Death Troopers
- Author: Joe Schreiber
- Cover artist: Indika
- Language: English
- Series: "Virus duology", preceded by Red Harvest
- Genre: Science fiction novel Horror novel
- Publisher: Del Rey Books
- Publication date: October 13, 2009
- Publication place: United States
- Media type: Print (Hardcover & Paperback)
- Pages: 288 (first edition, hardback);
- ISBN: 0-345-50962-5 (first edition, hardback)
- Preceded by: Red Harvest

= Death Troopers =

Star Wars novel written by Joe Schreiber

Death Troopers is a Star Wars novel written by Joe Schreiber. Schreiber's idea was to create a horror story in the Star Wars universe that pulled from horror movies he enjoyed such as The Shining and Alien. The novel is the first Star Wars horror story since the Galaxy of Fear series, released in the late 1990s. Released on October 13, 2009, Death Troopers is set just before the events shown in A New Hope. It was heavily featured in the MMORPG Star Wars Galaxies with SOE confirming a full page of information and advertisements of the game in the book. On September 22, 2010, Ballantine Books revealed the cover of the prequel novel, also by Schreiber, called Red Harvest.

==Plot==
The Imperial prison barge Purge breaks down in a distant, uninhabited part of space. Its only hope appears to lie with the Star Destroyer Vector, drifting nearby, derelict and seemingly abandoned. When a boarding party from the Purge is sent to scavenge for parts, only half of them come back, bringing with them a contagion so lethal that within hours, almost all aboard the Purge are dead – the half-dozen survivors include two teenage brothers, Kale and Trig Longo, the ruthless captain of the guards, Jareth Sartoris, and chief medical officer, Zahara Cody, all of whom seem to possess natural immunity.

The Purge's onboard computer informs Cody that there are also two survivors in isolation, and Cody leaves the medibay to release them and administer an antidote synthesized from her blood by the incumbent 21B medical droid "Waste". The isolated prisoners are Han Solo and Chewbacca who initially are skeptical of the situation, but allow her to immunize them, and make their way back to medical. Upon returning to medical they find it empty, and Waste destroyed. The dead have become undead and begin to hunt the survivors who are forced to abandon Purge and take shelter in the Vector, unaware that the Destroyer is not the better place to be.

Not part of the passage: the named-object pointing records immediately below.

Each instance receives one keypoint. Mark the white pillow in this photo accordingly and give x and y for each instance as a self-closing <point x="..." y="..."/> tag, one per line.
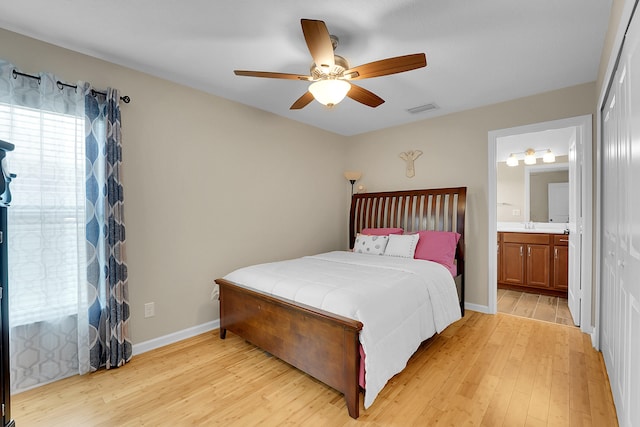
<point x="373" y="245"/>
<point x="402" y="245"/>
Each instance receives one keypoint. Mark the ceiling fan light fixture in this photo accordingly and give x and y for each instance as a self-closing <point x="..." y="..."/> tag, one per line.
<point x="329" y="92"/>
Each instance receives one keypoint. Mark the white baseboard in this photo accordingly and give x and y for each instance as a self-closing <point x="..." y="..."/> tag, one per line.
<point x="143" y="347"/>
<point x="476" y="307"/>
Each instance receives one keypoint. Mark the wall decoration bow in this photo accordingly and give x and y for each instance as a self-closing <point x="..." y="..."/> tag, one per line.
<point x="409" y="157"/>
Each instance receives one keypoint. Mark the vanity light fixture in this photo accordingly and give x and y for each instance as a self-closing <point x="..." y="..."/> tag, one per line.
<point x="352" y="177"/>
<point x="512" y="160"/>
<point x="530" y="157"/>
<point x="549" y="157"/>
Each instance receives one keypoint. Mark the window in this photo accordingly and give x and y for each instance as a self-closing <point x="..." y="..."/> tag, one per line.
<point x="46" y="219"/>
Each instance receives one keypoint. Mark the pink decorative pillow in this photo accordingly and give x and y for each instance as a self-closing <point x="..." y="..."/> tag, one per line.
<point x="438" y="246"/>
<point x="381" y="231"/>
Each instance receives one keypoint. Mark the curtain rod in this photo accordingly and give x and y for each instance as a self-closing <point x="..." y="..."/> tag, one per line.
<point x="61" y="85"/>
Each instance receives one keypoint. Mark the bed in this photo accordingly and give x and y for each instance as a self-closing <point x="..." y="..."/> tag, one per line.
<point x="326" y="343"/>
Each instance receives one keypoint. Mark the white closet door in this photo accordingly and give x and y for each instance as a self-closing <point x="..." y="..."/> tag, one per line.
<point x="620" y="262"/>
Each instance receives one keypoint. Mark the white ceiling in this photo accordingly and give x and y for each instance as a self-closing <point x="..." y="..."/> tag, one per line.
<point x="478" y="52"/>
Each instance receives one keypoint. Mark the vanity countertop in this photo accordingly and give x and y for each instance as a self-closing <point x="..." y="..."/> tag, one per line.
<point x="519" y="227"/>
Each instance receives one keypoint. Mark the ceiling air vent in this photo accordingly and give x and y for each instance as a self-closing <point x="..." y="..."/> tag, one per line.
<point x="422" y="108"/>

All the survivors are separated: Sartoris faces the few living survivors who have become cannibalistic, and are hiding in an Imperial Assault shuttle previously captured by the Vector tractor beam. Solo and Chewbacca make their way to the bridge in an attempt to either fly the Vector, or at least turn off the tractor beam. Kale dies from an infected wound, returns to life as a zombie, and is subsequently killed again by Trig. Cody finds herself in the Vector medbay, and with the aid of the Destroyer's own 21B discovers the cause of the contagion: Codenamed Blackwing, it is an artificially created virus – intended to slow the onset of decay and rigor mortis, and increase the healing capacity of the human body prior to death. The Vector was taking it to an isolated outpost for testing. However, the contagion – characterised by a grey goo – leaked from its containers and infected the ship, converting its 8,000 crew into the undead. Cody observes from her vantage point that the remaining ships in the docking bay are being filled with the zombies, who are attempting to leave the Vector and spread their contagion throughout the galaxy.

After escaping from the shuttle, Sartoris meets up with Solo, Chewbacca and Trig, then sacrifices himself to allow them to escape, after revealing he has been bitten by an undead and is himself turning into a zombie. They return to the shuttle and successfully leave the Vector, but discover that a zombie has made it aboard the shuttle and killed the two remaining original survivors. The zombie is shot by Cody – who they had previously thought killed when the shuttle ready room she was hiding in was destroyed by the zombies – and she points out that the rest of the escaped ships are no longer controlled, as they watch two infested TIE fighters collide with each other and explode. Cody theorises that Blackwing is only effective when in range of the original contagion source on the Destroyer, and that now removed from the source the zombies have again "died".

The four survivors leave the Vector and the now-derelict ships, and find a planet where they sell the shuttle to a pirate group. Solo and Chewbacca leave to re-buy their impounded ship, while Cody and Trig use their share of the sale to visit a distant planet – home to one of the dead prison guards, and deliver a note he was in the process of writing when Blackwing took him.

==Reception==

Critical reception has been mixed to positive.

- The book got an 8/10 from Fantasy Book Reviews

==Adaptations==
In 2009, an update to Star Wars Galaxies was released called "Death Troopers", based on the novel. In 2012, the Blackwing virus from the novel would be added to the Disney Star Wars canon when it was added to the game Star Wars Commander.

In 2024, Stephano Cagani created a fan game based on the novel and released it on Itch.io.